И вдруг, не прошло и полутора лет, Гирш Леви разорился. По словам Гликль, он был безупречно честен и надежен в своей крупномасштабной коммерческой деятельности, но его одолели кредиторы. Еврейская община обнаружила в делах Леви какой-то «непорядок», однако отнесла его крах на счет алчности заимодавцев-христиан, предоставлявших ему кредиты под непомерные проценты.

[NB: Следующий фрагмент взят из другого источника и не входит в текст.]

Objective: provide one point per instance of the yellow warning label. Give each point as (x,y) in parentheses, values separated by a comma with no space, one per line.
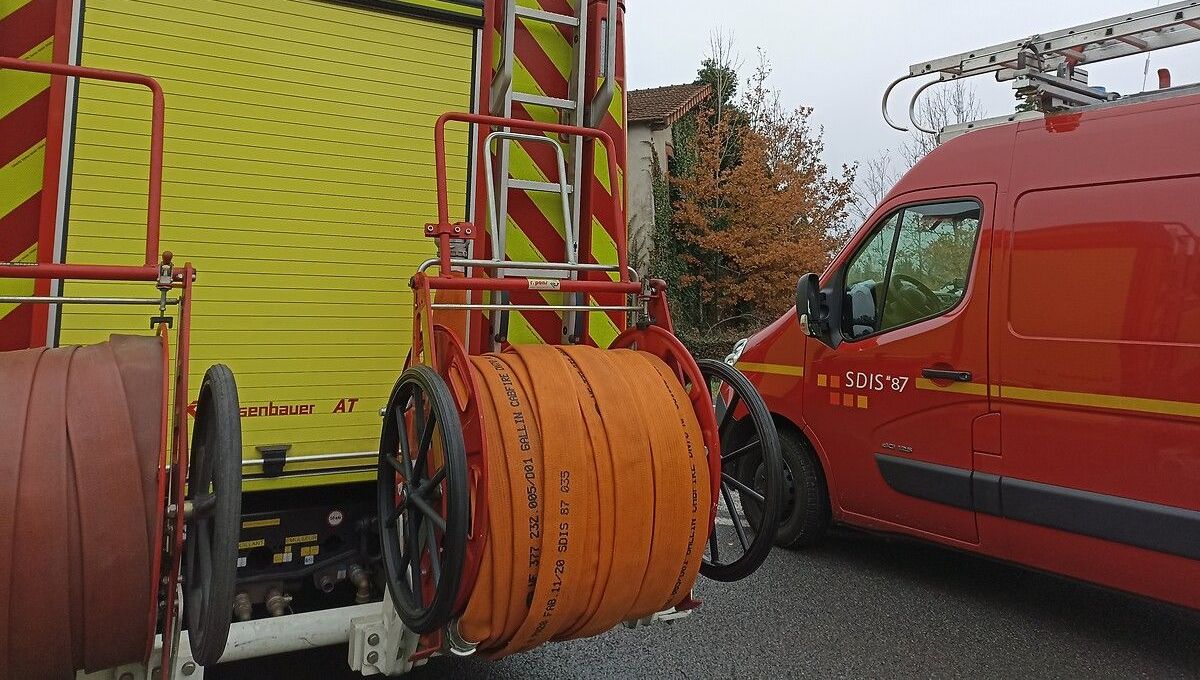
(261,523)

На протяжении всего 1702 г. нотариусы составляли договоры, в результате чего иудейские и христианские кредиторы сплотились против Гирша, и в конечном счете было достигнуто соглашение о получении ими примерно половины долга47.

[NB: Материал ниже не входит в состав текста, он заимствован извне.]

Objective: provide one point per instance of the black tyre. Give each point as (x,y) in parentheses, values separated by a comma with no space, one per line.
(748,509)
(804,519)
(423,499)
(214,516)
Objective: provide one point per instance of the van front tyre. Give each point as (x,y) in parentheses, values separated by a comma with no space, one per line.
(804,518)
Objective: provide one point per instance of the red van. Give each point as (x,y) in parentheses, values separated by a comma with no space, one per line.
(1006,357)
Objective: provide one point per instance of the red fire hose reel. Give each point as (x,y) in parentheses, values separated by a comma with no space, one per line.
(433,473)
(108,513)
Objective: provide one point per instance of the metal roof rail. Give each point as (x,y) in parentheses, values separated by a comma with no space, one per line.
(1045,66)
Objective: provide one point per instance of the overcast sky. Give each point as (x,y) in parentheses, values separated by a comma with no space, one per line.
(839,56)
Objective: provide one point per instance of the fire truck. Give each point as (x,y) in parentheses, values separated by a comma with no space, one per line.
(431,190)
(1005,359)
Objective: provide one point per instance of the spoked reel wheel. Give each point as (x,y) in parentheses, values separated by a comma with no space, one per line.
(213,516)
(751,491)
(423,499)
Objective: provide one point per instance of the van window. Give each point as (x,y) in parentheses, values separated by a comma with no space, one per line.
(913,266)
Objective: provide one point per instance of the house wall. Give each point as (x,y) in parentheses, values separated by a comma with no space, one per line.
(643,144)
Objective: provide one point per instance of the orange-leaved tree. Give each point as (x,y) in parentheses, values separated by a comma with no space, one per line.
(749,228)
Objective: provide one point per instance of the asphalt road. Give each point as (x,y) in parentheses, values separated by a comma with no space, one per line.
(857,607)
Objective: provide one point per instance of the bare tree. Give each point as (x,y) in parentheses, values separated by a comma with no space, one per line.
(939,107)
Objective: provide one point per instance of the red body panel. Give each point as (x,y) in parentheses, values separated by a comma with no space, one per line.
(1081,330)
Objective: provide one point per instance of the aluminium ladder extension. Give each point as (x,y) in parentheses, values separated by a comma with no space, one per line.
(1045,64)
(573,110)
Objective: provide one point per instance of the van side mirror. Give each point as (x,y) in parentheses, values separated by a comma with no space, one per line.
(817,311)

Вместо жизни в достатке и независимости Гликль бас Иуда Лейб и Гирш бен Исаак вынуждены были прибегнуть к помощи детей. Возможно, Гликль возобновила торговые операции, поскольку приобрела в Меце репутацию женщины, «весьма сведущей в покупке и продаже драгоценных камней»48. Во всяком случае, она сумела выдать дочь Мириам за вполне приличного жениха из еврейских деловых кругов49. Гиршу же пришлось ограничиться советами по вопросам коммерции сыну Самуилу, которому он рекомендовал удовлетвориться домом в Меце и обязанностями раввина Эльзаса и не брать на себя еще монетный двор за пределами Франции, у герцога Лотарингского. Самуил не послушался совета, и дурное предчувствие Гирша сбылось: Людовик XIV, озабоченный махинациями по ввозу и вывозу валюты и подстрекаемый еврейскими конкурентами Самуила Леви в Меце, запретил последнему и его компаньонам возвращение в королевство до тех пор, пока они не порвут с лотарингским монетным двором50.
Самуил бен Гирш предпочел Лотарингию, и в 1712 г. его неутешный отец скончался, оставив Гликль менее трети ее приданого. Ближе к семидесяти годам Гликль съехалась с дочерью Эсфирью и зятем Моисеем Швабе (или Моисеем Крумбахом, как называла его на идише теща). Там она узнавала последние новости: Мириам родила сына Хаима (это имя вновь обрело жизнь), один из внуков Гликль, Элиас, удачно женился, а ее пасынок Самуил построил в лотарингском Люневилле дом, похожий на дворец. Там же она и умерла в 1724 г., в возрасте семидесяти восьми лет, на Рош га-Шана, т. е. под Новый, 5485‐й, год по еврейскому летосчислению51.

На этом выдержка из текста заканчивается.